On the way to their appointments, politicians like to look like that.

On the way to their appointments, politicians like to look like that. © Paul Hoffman

You eat when it doesn’t fit

Even a member of the Bundestag is sometimes hungry. But nursing it is not so easy. Anyone who expects high-quality food in the Bundestag complex will be disappointed.

When Reichel finally manages to shovel 15 minutes to eat at 2:45 pm, the most beautiful canteen, the so-called “lamp shop”, has long since closed. In the adjoining snack there is still slow soup and sticky buns, decorated with the usual Prussian friendship. Good Appetite …

The view in "lamp shop" it's amazing if only the food supply was also ...

The view from the “lamp shop” is amazing, if only the food supply was also … © Paul Hoffmann

In the plenary session, Reichel takes a pen

Markus Reichel only spends part of his life as a Member of Parliament in the plenary, which is certainly the best-known motive in the House. Today he’s just getting into it because we’re recording a few sequences with him for our documentary, which will appear on the TAG24 Instagram channel later today.

When parliament convenes, Reichel, as a rookie, doesn’t just sit in the back row. He is one of a total of 66 secretaries who alternate with Bundestag president Bärbel Bas (54, SPD) on the board of directors, accept applications and requests to speak, read documents aloud, keep lists of speakers or determine the results of votes.

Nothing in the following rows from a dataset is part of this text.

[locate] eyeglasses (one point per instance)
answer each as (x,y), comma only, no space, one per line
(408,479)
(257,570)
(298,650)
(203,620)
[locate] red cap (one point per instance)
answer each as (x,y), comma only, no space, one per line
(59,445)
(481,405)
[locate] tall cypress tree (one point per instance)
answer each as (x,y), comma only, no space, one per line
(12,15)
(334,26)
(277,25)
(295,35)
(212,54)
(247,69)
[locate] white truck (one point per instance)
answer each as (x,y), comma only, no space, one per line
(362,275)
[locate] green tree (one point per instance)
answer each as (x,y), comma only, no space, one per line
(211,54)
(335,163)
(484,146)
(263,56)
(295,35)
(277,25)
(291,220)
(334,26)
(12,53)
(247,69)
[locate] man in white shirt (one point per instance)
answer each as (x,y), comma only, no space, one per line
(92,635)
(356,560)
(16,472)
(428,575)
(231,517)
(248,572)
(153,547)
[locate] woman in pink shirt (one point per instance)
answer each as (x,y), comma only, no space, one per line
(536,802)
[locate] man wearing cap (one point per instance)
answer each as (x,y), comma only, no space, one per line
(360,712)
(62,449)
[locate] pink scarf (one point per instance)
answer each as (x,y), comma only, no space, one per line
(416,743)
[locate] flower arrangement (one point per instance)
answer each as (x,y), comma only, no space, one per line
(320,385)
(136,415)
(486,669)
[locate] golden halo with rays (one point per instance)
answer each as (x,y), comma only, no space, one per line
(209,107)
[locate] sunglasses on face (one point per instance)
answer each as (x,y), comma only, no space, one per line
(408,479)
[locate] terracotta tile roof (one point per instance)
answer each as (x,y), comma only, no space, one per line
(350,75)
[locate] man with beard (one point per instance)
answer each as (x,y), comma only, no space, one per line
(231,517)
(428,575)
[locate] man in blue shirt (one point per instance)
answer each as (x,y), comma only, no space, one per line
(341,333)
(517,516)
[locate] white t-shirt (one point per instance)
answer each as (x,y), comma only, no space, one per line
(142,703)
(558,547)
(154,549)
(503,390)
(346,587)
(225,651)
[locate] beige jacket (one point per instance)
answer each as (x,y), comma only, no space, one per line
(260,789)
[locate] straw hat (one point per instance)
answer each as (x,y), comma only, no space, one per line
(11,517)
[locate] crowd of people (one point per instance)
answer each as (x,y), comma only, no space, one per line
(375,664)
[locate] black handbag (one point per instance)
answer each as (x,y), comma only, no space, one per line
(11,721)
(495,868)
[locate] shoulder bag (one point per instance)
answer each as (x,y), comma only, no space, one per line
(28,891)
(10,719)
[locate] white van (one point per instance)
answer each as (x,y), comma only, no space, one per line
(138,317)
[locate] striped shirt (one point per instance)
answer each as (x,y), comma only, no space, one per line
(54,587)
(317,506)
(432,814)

Postcard: Markus Reichel shows us the place that probably everyone associates with working as a parliamentarian.

Postcard: Markus Reichel shows us the place that probably everyone associates with working as a parliamentarian. © Paul Hoffman

Goodbye, but far from closing time

In the afternoon it’s time to say goodbye to Markus Reichel. After several hours together, he bids farewell to the extensive involvement of his House of Representatives. Two internal nominations with the CDU / CSU parliamentary group are still pending. It starts again tomorrow at 8 p.m.

Reichel bids farewell to the vastness of the imposing Paul-Löbe-Haus.

Reichel bids farewell to the vastness of the imposing Paul-Löbe-Haus. © Christian Kielman

You can find out more about Markus Reichel in An interview with him published today at TAG24.

Cover photo: Paul Hoffmann

More about Dresden:

Leave a Comment

Your email address will not be published.